My position is simple, we live in a period of transition. We can protest the current conditions and/or we can struggle to envision and create alternatives. We can plead for relief or we can work to inspire and incite our fellow citizens to resist. As artists, we have a choice to make. Indeed, there is always a choice to make.

 

Protest art always ends up being trendy precisely because the art necessarily struggles to be accepted by the very people the art should oppose. Ultimately, protest artists are, by definition, more interested in relating to the enemy than relating to the potential insurgents. This is why we have protest artists whose cutting edge work is rejected by neighborhood people.

 

Yes, neighborhood people have tastes which have been shaped by the consumer society. Yes, neighborhood people are parochial and not very deep intellectually. Yes, neighborhood people are unsophisticated when it comes to the arts. But the very purpose of resistance art is to confront and change every negative yes of submission into a powerful and positive no of resistance!

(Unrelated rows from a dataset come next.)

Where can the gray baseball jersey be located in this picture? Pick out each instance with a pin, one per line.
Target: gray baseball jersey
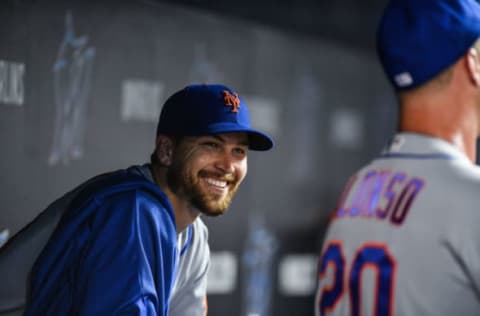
(405, 237)
(18, 255)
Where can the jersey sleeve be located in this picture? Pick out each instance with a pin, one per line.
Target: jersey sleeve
(129, 264)
(190, 292)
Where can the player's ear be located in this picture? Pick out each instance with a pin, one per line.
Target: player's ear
(473, 65)
(164, 150)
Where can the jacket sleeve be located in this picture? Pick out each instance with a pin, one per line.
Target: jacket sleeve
(129, 264)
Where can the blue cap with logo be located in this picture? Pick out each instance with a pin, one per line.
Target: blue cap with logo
(418, 39)
(208, 109)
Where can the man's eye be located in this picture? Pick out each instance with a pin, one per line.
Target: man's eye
(211, 144)
(240, 151)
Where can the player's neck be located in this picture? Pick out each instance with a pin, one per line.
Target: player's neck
(182, 209)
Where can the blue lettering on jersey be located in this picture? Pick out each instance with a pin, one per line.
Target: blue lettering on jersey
(380, 194)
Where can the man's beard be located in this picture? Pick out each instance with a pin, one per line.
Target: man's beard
(188, 186)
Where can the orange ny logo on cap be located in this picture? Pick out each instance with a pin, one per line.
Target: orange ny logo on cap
(231, 100)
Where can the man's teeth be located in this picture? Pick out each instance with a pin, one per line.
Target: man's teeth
(217, 183)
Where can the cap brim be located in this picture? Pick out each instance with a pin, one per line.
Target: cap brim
(256, 140)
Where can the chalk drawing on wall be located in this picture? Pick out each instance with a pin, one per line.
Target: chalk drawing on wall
(72, 76)
(12, 87)
(203, 70)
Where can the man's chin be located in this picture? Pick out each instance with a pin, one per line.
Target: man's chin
(213, 212)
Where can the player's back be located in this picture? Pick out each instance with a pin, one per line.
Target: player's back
(404, 239)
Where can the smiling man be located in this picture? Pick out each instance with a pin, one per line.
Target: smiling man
(131, 241)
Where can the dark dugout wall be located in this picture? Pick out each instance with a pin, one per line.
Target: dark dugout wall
(81, 86)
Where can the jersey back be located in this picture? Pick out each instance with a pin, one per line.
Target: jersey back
(404, 238)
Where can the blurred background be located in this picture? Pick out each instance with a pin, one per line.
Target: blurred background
(82, 84)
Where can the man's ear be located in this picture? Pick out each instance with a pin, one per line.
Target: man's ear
(164, 150)
(473, 62)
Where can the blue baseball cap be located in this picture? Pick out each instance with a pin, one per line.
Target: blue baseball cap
(418, 39)
(208, 109)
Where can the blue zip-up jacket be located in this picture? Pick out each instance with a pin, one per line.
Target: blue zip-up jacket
(114, 252)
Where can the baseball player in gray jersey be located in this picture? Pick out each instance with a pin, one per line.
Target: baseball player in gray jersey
(405, 237)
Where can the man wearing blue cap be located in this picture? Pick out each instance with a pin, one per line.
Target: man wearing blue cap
(131, 242)
(405, 238)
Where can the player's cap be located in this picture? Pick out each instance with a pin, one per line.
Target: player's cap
(205, 109)
(418, 39)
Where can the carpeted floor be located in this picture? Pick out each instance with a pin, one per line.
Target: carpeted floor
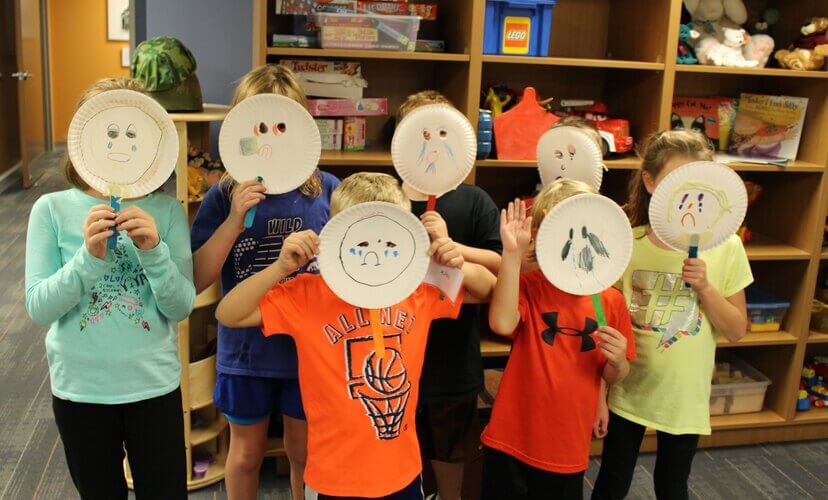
(32, 464)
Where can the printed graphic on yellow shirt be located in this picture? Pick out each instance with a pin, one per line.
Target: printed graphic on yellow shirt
(662, 304)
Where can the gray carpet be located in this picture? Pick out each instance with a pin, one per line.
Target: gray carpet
(32, 464)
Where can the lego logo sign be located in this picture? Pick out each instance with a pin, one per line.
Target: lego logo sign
(516, 35)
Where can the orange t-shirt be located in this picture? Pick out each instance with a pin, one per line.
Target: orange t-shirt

Our job as committed artists is to raise consciousness by starting where our neighborhoods are and moving up from there.

 

Resistance art requires internalizing by an audience of the sufferers in order to be successful. The horrible truth is that every successful social struggle requires immense sacrifices, and the committed artist must also sacrifice—not simply suffer temporary poverty until one is discovered by the status quo, but sacrifice the potential wealth associated with a status quo career to work in solidarity with those who too often are born, live, struggle and die in anonymous poverty.

 

We think nothing of the millions of people in this society who live and die without ever achieving even one tenth of the material wealth that many of us take for granted. We think nothing of those who are literally maimed and deformed as a result of the military and economic war waged against peoples in far away lands in order to insure profit for American based billionaires. Somehow, while the vast majority of our fellow citizens are never recognized by name, we artists think it ignoble to live and die without being lauded in the New York Times.

 

But if we remember nothing else, we should remember this. Ultimately, the true "nobility of our humanity" will be judged not by the status quo but by the people of the future—the people who will look back on our age and wonder what in the world could we have had on our minds. Protest is not enough, we must resist.